Il “Castello della Felicità” è il tuo primo romanzo. Dopo una carriera da avvocato finanziario, come è nato il tuo percorso nel mondo della scrittura e, in particolare, l’idea di questo libro?

Non mi piaceva più quello che facevo, nonostante gli studi e venti anni di esperienza. Mi sono guardata intorno e soprattutto dentro e ho provato ad esplorare un’antica passione, da ragazzina scrivevo molto. Poi, grazie ai tanto vituperati corsi di scrittura creativa (e in questo devo ringraziare soprattutto Carola Susani, Nadia Terranova e Tiziano Scarpa) si è sbloccato qualcosa e si è aperta una diga. Ho cominciato a scrivere e non ho più smesso.
L’idea di questo libro nasce dall’osservazione di uno dei miei figli: da piccolo era un brontolone . Mi ha fatto immaginare il personaggio di Tristano e poi ho costruito la storia tutto intorno.

Al centro del romanzo la storia di Tristano De Felicis, un bambino di dieci anni che ama le zucchine bollite ma non riesce mai a guardare le cose dal lato positivo. Suo padre, il barone De Felicis III, è invece l’esatto opposto, essendo il proprietario del Castello della felicità, uno sperduto maniero dove si pratica anche un trattamento per ritrovare il buonumore che induce Tristano alla fuga. Come si delinea nel romanzo il rapporto fra genitori e figli?

È un rapporto difficile, padre e figlio parlano linguaggi diversi e non si capiscono. Spesso noi genitori siamo armati di buone intenzioni ma procediamo come carri armati senza tenere conto che i figli sono altro da noi, hanno diverse sensibilità. Volevo raccontare un storia in cui si può accettare che un figlio si nasconda dentro un armadio per sentirsi bene e in sintonia con il suo sé profondo. Per un bambino, perlomeno per me bambina, sapere  che c’è qualcuno disposto a venire nell’armadio con te è rassicurante, così come  sapere che c’è qualcuno che ti aspetta quando ti viene voglia di uscire dall’armadio.

Tristano, tuttavia, è un bambino coraggioso che trova la forza di ribellarsi da aspettative e stereotipi per trovare la sua personale risposta ad una delle domande che l’essere mano si pone da sempre: che cos’é la felicità? Senz’altro un interrogativo complesso ma che tu hai saputo porre ai piccoli lettori con sensibilità e ironia. Come mai hai deciso di affrontare questo tema?

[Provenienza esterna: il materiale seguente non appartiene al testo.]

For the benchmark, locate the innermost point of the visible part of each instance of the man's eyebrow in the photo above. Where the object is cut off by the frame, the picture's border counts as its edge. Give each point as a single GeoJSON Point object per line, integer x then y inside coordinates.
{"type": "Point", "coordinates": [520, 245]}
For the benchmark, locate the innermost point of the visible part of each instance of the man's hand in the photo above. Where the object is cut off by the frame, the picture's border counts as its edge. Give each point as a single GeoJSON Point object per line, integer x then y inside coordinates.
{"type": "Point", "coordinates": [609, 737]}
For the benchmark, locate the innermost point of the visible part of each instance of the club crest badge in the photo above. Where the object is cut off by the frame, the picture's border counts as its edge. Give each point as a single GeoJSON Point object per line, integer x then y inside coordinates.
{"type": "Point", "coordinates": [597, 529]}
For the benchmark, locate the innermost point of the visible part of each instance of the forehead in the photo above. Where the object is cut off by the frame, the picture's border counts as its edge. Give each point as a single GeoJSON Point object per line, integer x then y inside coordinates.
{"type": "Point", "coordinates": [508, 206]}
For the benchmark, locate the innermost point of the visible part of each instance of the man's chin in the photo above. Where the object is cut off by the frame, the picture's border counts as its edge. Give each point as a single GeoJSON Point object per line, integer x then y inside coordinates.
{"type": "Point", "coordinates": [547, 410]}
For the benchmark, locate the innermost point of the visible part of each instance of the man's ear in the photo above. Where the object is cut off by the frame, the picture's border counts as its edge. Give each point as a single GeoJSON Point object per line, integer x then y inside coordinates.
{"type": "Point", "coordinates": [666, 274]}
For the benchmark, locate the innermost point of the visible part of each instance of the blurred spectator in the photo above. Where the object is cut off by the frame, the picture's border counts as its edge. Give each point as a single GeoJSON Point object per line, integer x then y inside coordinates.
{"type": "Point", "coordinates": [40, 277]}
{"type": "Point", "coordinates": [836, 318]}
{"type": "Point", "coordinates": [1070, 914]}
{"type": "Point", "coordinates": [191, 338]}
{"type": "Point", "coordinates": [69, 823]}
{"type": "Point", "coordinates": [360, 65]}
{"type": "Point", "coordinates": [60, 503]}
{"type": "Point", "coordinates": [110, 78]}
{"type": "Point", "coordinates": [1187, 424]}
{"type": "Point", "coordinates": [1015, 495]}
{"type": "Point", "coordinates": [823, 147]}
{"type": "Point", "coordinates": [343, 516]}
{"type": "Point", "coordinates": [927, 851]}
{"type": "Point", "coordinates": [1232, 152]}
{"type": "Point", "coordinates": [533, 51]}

Il fatto di ribellarsi ad una visione che gli altri hanno di te e che inevitabilmente proiettano anche sulla tua coscienza era qualcosa che mi toccava molto in quel momento. È stato difficile il passaggio da avvocato a “qualcos’altro”…non è solo questione di lavoro ma proprio di identità. E ovviamente ha a che vedere anche con la ricerca della felicità autentica, quello che ci rende veramente felici non può essere uguale per tutti; probabilmente la condivisione può essere un buon modo per provare ad avvicinarsi, così come le risate. Di qualsiasi argomento credo si possa sempre trovare un lato divertente, qualcosa su cui sorridere.

Un romanzo per ragazzi che, con grande delicatezza, affronta temi che afferiscono, dunque, anche al mondo degli adulti. A quest’ultimi, quale messaggio trasmette “Il Castello della felicità”?

I romanzi raccontano storie e i messaggi ognuno deve trarli  secondo la propria sensibilità e le proprie esperienze. Però sicuramente si accende un faro su una questione molto dibattuta: prima di brigare, organizzare, gestire, aspettarsi risultati di tutti i tipi nei confronti degli figli, sarebbe sensato provare a conoscerli davvero.

“A Tutto Volume” a Ragusa, “Una marina di libri” a Palermo, e il recente “Taobuk – Taormina Book Festival”. Cosa significa per un’esordiente prendere parte ad alcuni fra i festival più importanti del panorama letterario nazionale?

Per me  prendere parte a questi festival è un grande onore ma anche una bella palestra, si impara da tutto e da tutti. C’è anche questo di bello nel cambiare  completamente settore: si ripassa dal via, bisogna ricominciare di nuovo ed è molto entusiasmante. E poi, ovviamente, quando si legge il proprio nome nei programmi si pensa: “Ma allora è vero!”